An end-to-end data lineage tool
Project description
Stairlight
An end-to-end data lineage tool, detects table dependencies by SQL SELECT statements.
Supported Data Sources
Data Source | Remarks |
---|---|
Local file system | With Python Pathlib module |
Amazon S3 | |
Google Cloud Storage | Also available for Google Cloud Composer |
dbt - Google BigQuery | Using dbt compile command internally |
Redash |
Installation
This package is distributed on PyPI.
# The base package is for local file system only.
$ pip install stairlight
# Set extras when detecting from other data sources.
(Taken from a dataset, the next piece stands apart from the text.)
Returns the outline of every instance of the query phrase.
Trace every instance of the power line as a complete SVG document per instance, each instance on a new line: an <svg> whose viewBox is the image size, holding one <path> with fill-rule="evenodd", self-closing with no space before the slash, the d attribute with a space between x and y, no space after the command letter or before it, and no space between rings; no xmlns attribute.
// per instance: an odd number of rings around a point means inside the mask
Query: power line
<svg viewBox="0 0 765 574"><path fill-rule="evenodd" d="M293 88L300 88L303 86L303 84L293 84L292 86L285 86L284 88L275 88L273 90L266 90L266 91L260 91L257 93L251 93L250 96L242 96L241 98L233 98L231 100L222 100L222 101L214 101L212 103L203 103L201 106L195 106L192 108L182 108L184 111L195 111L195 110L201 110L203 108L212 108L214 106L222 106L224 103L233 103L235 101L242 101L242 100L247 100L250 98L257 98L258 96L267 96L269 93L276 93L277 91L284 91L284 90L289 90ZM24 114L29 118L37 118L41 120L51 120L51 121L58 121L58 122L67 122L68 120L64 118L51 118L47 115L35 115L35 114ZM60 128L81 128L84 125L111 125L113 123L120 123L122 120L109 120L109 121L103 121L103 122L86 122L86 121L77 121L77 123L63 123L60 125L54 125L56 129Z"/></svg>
# e.g. Amazon S3 and Google Cloud Storage
$ pip install "stairlight[s3, gcs]"
Data Source | TemplateSourceType | Extra |
---|---|---|
Local file system | File | - |
Amazon S3 | S3 | s3 |
Google Cloud Storage | GCS | gcs |
dbt - Google Bigquery | dbt | dbt-bigquery |
Redash | Redash | redash |
Getting Started
There are 3 steps to use.
# Step 1: Initialize and set data location settings
$ stairlight init
'./stairlight.yaml' has created.
Please edit it to set your data sources.
# Step 2: Map your SQL statements and tables, and add metadata
$ stairlight map
'./mapping_yyyyMMddhhmmss.yaml' has created.
Please map undefined tables and parameters, and append to your latest configuration file.
# Step 3: Get a table dependency map
$ stairlight
Description
Input
- SQL SELECT statements
- Configuration YAML files
- stairlight.yaml: SQL statements locations and include/exclude conditions.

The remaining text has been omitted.